When setting up the test, this class generates a new schema.xml containing the current configuration generated by Haystack's build_solr_schema management command, and writes it into the fixtures/solr_test/conf directory. Then it tells Solr to create a new core using the contents of that directory. For newer Solr versions, I would need to UNLOAD any existing core first to delete its contents, but I couldn't test that because the version of Solr that I'm using doesn't require it.

Then I delete all objects from the core I've just created, in case it already existed. And finally, since Haystack may initialise itself and create its own Pysolr instance, using the old configuration (with the default search index) while the tests are still being prepared, I go through all the Haystack SearchIndex objects that already exist, replacing their connections (Pysolr instances) with the one that I created to do deletion with.

Finally I had a failing test, and I was able to fix the original bug. I discovered that the ImpactEvaluation SearchIndex defines an index_queryset method which excludes unpublished objects from being indexed, but only when the index is generated from scratch:

def index_queryset(self):
    return ImpactEvaluation.objects.filter(published=True) # Only add already published

However, it's missing the equivalent code to check whether newly created objects should be indexed or not. Therefore objects that are not published will be added to the search index, but regenerating the index from scratch will exclude them.

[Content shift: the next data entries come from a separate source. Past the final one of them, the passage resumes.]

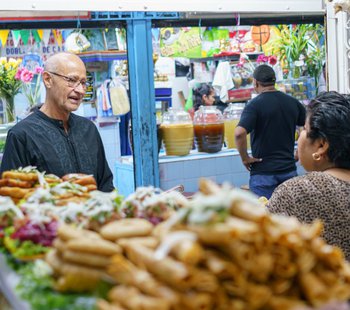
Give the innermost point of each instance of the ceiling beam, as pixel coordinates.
(237, 6)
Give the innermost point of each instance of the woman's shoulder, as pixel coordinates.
(315, 182)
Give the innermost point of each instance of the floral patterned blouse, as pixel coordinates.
(317, 195)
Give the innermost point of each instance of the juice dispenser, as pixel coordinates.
(177, 132)
(208, 129)
(232, 115)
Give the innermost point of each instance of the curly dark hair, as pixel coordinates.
(198, 92)
(329, 119)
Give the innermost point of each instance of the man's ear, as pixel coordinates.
(47, 79)
(322, 146)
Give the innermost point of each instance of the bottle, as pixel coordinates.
(232, 115)
(208, 129)
(177, 132)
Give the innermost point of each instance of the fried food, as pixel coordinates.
(132, 298)
(78, 281)
(95, 246)
(16, 183)
(102, 304)
(59, 245)
(20, 175)
(15, 192)
(51, 178)
(54, 260)
(84, 258)
(80, 178)
(126, 228)
(69, 232)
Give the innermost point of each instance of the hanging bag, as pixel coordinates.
(119, 98)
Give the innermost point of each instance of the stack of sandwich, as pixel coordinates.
(79, 258)
(226, 252)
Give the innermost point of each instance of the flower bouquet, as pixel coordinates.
(30, 83)
(9, 85)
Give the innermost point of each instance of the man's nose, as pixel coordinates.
(80, 88)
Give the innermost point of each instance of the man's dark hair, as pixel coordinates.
(198, 92)
(264, 75)
(329, 119)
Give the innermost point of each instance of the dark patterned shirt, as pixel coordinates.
(42, 142)
(317, 195)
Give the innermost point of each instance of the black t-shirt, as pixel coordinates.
(271, 119)
(42, 142)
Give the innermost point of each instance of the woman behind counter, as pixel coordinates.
(324, 151)
(202, 95)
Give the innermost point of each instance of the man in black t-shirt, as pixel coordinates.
(271, 119)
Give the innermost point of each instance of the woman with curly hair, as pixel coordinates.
(324, 151)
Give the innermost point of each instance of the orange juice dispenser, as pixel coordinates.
(208, 129)
(232, 115)
(177, 132)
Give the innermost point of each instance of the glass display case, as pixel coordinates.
(4, 128)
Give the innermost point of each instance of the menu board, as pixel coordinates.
(90, 92)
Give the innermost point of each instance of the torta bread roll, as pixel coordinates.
(126, 228)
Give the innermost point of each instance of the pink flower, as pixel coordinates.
(262, 59)
(18, 73)
(240, 64)
(272, 60)
(26, 76)
(39, 70)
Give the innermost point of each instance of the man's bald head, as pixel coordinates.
(59, 60)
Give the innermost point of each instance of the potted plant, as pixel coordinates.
(9, 85)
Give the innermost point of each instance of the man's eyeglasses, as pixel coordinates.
(74, 83)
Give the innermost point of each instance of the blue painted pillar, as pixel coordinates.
(144, 132)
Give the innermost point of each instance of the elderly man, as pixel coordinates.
(52, 138)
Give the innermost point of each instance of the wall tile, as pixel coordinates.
(224, 178)
(208, 167)
(192, 169)
(173, 171)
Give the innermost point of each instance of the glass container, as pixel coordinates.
(232, 115)
(177, 132)
(208, 129)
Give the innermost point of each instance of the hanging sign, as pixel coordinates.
(15, 47)
(90, 92)
(180, 42)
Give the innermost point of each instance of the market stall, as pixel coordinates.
(158, 250)
(65, 247)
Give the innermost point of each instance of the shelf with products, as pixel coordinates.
(241, 72)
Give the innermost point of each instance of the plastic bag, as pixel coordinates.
(119, 98)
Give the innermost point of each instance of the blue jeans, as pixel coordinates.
(264, 185)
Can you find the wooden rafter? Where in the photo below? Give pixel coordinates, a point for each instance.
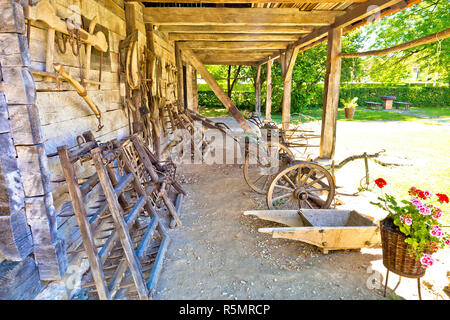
(239, 16)
(356, 13)
(236, 45)
(414, 43)
(235, 29)
(244, 1)
(231, 37)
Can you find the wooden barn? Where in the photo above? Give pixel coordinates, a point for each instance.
(90, 94)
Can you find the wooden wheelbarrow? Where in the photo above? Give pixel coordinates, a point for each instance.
(328, 229)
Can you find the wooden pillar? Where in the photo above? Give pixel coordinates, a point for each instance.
(269, 90)
(218, 91)
(195, 89)
(189, 89)
(331, 95)
(258, 91)
(287, 65)
(27, 215)
(180, 75)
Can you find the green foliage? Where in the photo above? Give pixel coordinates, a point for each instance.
(350, 102)
(431, 59)
(417, 219)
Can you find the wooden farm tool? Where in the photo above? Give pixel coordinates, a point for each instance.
(161, 179)
(116, 238)
(81, 90)
(327, 229)
(46, 13)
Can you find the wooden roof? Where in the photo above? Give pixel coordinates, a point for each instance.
(254, 31)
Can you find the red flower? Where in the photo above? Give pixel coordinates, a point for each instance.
(442, 197)
(380, 182)
(433, 246)
(421, 195)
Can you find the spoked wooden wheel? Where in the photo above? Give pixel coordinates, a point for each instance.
(258, 168)
(303, 185)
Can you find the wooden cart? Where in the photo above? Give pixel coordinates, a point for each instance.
(327, 229)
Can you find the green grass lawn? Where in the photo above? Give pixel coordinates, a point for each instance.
(360, 114)
(433, 112)
(425, 145)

In general I don't think that objects excluded by the index_queryset should be added in the first place, so I wrote a generalised mixin that can be added to any model to protect against this:

class NoIndexHiddenObjectsMixin(object):
    def should_update(self, instance, **kwargs):
        """
        Unpublished items should NOT be indexed, because they cause errors
        when trying to retrieve their data in search results.
        """
        try:
            self.index_queryset().get(pk=instance.pk)
            return True
        except instance.DoesNotExist:
            return False

I think there are other cases that should be handled too, such as an object being changed from published to unpublished, which should remove it from the index. But this will do for a start. I think this might be a common developer error when using Haystack, and it might be a useful feature to enable by default.

Update: we have submitted a pull request to Haystack which, if accepted, will resolve this for most users automatically.